Ancient India as described by Megasthenês and Arrian/Frag. XXXIX.
Megasthenês gives the following account of these ants. Among the Derdai, a great tribe of Indians, who inhabit the mountains on the eastern borders,[2] there is an elevated plateau[3] about 3,000 stadia in circuit. Beneath the surface there are mines of gold, and here accordingly are found the ants which dig for that metal. They are not inferior in size to wild foxes. They run with amazing speed, and live by the produce of the chase. The time when they dig is winter.[4] They throw up heaps of earth, as moles doj at the mouth of the mines. The gold-dust has to be subjected to a little boiling. The people of the neighbourhood, coming secretly with beasts of burden, carry this off. If they came openly the ants would attack them, end pursue them if they fled, and would destroy both them and their cattle. So, to effect the robbery without being observed, they lay down in several different places pieces of the flesh of wild beasts, and when the ants are by this device dispersed they carry off the gold-dust. This they sell to any trader they meet with[5] while it is still in the state of ore, for the art of fusing metals is unknown to them.[6]

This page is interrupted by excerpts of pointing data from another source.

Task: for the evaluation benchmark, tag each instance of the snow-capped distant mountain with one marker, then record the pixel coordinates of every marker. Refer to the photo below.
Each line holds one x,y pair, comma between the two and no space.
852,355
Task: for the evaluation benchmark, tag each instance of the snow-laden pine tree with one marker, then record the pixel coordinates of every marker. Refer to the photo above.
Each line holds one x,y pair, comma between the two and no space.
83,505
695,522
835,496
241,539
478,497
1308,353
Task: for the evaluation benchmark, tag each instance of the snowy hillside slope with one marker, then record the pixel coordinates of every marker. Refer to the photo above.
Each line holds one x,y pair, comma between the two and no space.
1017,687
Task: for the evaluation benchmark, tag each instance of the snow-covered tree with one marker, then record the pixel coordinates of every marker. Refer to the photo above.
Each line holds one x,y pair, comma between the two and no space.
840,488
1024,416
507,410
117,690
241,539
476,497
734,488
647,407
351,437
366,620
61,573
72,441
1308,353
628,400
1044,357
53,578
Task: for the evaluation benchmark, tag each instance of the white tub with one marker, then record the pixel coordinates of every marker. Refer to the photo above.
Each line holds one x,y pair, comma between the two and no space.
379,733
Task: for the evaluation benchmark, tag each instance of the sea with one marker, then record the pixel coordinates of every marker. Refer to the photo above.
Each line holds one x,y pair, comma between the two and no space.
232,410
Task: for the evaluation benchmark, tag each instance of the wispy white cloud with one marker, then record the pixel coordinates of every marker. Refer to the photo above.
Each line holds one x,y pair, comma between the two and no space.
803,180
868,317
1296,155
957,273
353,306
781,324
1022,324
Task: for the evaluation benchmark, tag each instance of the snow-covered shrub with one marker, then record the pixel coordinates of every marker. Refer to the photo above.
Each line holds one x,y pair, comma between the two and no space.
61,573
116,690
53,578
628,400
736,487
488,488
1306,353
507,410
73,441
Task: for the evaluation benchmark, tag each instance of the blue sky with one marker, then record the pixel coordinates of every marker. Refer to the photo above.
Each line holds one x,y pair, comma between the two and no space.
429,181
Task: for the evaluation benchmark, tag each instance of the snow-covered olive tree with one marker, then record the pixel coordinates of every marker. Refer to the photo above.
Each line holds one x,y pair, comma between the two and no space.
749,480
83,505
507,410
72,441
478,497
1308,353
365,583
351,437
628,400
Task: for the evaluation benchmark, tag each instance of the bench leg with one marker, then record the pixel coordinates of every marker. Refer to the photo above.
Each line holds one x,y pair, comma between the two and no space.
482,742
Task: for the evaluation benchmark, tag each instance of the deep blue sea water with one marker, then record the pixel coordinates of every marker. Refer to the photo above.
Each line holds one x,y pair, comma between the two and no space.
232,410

- ↑ See Ind. Ant. vol. IV. pp. 225 seqq. where cogent arguments are adduced to prove that the 'gold-digging ants' were originally neither, as the ancients supposed, real ants, nor, as so many eminent men of learning have supposed, larger animals mistaken for ants on account of their appearance and subterranean habits, but Tibetan miners, whose mode of life and dress was in the remotest antiquity exactly what they are at the present day.
- ↑ These are the Dardæ of Pliny, the Daradrai of Ptolemy, and the Daradas of Sanskṛit literature. "The Dards are not an extinct race. According to the accounts of modern travellers, they consist of several wild and predatory tribes dwelling among the mountains on the north-west frontier of Kâśmîr and by the banks of the Indus." Ind. Ant. loc. cit.

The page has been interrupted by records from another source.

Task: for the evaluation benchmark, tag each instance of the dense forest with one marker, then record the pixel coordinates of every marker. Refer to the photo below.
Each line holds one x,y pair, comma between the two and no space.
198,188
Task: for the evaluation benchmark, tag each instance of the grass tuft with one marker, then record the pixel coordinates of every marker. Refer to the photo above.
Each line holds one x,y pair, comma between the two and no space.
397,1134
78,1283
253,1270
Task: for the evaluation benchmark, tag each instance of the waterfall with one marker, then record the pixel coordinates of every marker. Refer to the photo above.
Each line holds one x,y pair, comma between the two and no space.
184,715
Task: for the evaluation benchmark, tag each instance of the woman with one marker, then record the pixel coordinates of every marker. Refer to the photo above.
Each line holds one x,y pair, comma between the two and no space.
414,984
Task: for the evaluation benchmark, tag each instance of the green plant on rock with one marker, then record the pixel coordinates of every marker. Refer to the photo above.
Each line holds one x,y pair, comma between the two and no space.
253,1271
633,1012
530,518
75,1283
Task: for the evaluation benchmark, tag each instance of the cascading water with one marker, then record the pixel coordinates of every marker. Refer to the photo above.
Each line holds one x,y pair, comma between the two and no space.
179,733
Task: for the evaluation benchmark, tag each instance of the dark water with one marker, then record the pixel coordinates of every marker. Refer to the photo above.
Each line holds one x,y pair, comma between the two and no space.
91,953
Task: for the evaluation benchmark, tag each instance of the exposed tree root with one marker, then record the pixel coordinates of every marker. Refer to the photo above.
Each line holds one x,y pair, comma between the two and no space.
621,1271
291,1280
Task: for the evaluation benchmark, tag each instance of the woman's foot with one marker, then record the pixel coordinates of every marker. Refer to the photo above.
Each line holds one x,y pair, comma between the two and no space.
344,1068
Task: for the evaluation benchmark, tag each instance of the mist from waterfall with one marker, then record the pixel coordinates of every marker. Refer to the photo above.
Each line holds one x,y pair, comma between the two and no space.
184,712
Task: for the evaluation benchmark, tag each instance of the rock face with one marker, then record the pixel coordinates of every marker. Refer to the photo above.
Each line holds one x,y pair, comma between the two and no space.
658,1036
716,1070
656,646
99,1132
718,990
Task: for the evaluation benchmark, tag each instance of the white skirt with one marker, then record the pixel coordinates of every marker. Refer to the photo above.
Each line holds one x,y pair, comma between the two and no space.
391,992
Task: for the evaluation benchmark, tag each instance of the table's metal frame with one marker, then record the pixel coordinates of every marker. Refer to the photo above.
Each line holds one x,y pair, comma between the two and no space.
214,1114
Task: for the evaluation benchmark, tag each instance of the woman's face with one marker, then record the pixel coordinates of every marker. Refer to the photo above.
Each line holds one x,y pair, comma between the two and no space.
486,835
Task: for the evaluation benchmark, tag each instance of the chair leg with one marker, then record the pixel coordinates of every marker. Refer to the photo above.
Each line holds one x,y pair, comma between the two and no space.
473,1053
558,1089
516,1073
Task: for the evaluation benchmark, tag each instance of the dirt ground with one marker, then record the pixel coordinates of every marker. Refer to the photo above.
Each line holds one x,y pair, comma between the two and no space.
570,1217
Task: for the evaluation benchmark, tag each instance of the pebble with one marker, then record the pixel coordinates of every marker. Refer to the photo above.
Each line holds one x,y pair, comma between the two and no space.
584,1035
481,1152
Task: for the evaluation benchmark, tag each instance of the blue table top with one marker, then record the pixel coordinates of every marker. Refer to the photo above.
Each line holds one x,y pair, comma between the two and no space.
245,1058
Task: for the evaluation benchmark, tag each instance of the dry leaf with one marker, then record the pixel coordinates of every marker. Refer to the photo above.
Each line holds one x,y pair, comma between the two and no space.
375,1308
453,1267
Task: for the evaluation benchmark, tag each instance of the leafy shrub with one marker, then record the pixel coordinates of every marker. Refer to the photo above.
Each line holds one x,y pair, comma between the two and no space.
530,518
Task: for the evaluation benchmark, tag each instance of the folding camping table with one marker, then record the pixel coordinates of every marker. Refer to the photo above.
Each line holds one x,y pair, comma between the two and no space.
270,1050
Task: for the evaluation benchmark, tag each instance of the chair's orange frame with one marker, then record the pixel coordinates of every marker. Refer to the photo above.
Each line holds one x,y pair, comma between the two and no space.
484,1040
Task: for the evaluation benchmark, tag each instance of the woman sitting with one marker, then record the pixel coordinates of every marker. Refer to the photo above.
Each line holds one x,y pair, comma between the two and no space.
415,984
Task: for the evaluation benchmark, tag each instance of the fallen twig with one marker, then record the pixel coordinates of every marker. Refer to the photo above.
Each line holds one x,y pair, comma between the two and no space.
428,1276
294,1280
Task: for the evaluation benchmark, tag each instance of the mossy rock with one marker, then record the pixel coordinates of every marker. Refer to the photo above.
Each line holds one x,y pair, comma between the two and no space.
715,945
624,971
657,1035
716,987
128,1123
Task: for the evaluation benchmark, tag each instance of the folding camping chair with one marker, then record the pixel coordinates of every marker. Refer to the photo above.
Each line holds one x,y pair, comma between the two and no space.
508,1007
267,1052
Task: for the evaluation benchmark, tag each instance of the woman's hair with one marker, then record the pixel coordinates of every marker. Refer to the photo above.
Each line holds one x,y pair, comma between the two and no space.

- ↑ The table-land of Chojotol, see Jour. R. Geog. Soc. vol. XXXIX. pp. 149 seqq.—Ed. Ind. Ant.
- ↑ "The miners of Thok-Jalung, in spite of the cold, prefer working in winter; and the number of their tents, which in summer amounts to three hundred, rises to nearly six hundred in winter. They prefer the winter, as the frozen soil then stands well, and is not likely to trouble them much by falling in."—Id.

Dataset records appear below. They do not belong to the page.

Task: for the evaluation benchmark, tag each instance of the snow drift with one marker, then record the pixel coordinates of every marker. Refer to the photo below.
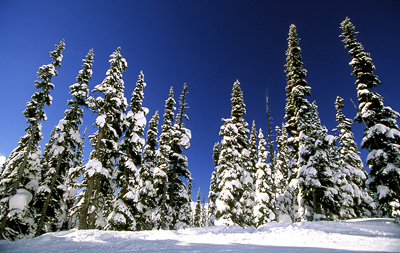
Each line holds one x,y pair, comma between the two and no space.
360,235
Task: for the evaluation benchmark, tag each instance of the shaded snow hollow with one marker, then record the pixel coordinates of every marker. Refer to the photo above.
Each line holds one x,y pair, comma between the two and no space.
360,235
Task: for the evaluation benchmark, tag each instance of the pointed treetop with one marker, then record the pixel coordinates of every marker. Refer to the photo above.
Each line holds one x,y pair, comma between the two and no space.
238,106
56,55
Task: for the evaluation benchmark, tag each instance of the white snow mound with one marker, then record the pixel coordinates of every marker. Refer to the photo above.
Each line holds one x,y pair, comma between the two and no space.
361,235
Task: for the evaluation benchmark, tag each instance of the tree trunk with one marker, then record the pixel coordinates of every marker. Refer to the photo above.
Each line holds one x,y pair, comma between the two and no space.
48,198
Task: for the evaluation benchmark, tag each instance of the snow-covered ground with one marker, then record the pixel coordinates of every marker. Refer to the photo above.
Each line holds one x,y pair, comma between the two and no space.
361,235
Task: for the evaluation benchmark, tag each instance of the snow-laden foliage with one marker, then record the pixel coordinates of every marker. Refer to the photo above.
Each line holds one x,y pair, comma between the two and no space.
61,154
232,164
317,190
213,191
381,136
163,212
264,186
147,195
125,204
22,168
353,191
285,181
94,206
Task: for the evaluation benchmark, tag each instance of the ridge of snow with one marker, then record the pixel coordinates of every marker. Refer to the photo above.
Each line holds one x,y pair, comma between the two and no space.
359,235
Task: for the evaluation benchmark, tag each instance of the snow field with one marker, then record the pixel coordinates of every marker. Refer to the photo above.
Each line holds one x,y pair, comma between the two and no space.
360,235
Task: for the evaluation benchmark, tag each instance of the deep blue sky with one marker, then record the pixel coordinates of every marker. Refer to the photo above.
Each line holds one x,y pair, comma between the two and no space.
207,44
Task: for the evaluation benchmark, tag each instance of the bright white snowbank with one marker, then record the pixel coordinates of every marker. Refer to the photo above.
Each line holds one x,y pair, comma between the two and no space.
362,235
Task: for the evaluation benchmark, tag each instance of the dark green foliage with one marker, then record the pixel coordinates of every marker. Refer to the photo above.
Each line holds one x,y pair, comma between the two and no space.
382,135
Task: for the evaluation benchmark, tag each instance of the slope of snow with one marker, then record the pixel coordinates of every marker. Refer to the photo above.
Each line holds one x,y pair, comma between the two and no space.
361,235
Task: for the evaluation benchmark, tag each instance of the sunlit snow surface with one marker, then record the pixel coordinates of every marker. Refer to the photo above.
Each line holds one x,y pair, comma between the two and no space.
362,235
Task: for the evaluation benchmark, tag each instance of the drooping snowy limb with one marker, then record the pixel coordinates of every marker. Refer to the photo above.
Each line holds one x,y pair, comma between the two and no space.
94,206
296,88
212,194
317,190
179,192
163,214
22,168
146,193
381,136
125,204
354,194
232,163
264,186
286,187
60,154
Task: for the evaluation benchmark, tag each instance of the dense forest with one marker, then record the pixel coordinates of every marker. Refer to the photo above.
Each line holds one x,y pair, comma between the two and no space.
139,180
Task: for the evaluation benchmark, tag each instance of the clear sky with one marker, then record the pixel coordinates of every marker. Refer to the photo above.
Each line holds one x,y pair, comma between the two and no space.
206,44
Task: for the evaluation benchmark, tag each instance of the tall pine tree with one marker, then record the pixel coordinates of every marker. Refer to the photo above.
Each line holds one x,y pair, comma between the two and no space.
60,155
163,214
265,196
21,170
179,198
146,205
353,188
127,179
232,163
95,205
382,135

- ↑ Τω τυκόντι τῶν ἐμπόρων. If the different reading τοῦ τυχόντος τοῖς ἐμπόροις be adopted, the rendering is, '"They dispose of it to merchants at any price."
- ↑ Cf. Herod. III. 102-105; Arrian, Anab. V. 4. 7; Ælian, Hist. Anim. III. 4; Clem. Alex. Pæd. II. p. 207; Tzetz. Chil. XII. 330-340; Plin. Hist. Nat. XI. 36, XXXIII. 21; Propert. III. 13. 5; Pomp. Mel. VII. 2; Isidor. Orig. XII. 3; Albert Mag. De Animal. T. VI. p. 678, ex subdititiis Alexandri epistolis; Anonym. De Monstris et Belluis, 269, ed. Berger de Xivroy; Philostratus, Vit. Apollon. VI. 1; and Heliodorus, Æth. X. 26, p. 495; also Gildemeister, Script. Arab. de reb. Ind. p. 220-221, and 120; Busbequius, Legationis Turcicæ Epist. IV. pp. 144, or Thaunus XXIV. 7, p. 809.—schwanbeck, p. 72.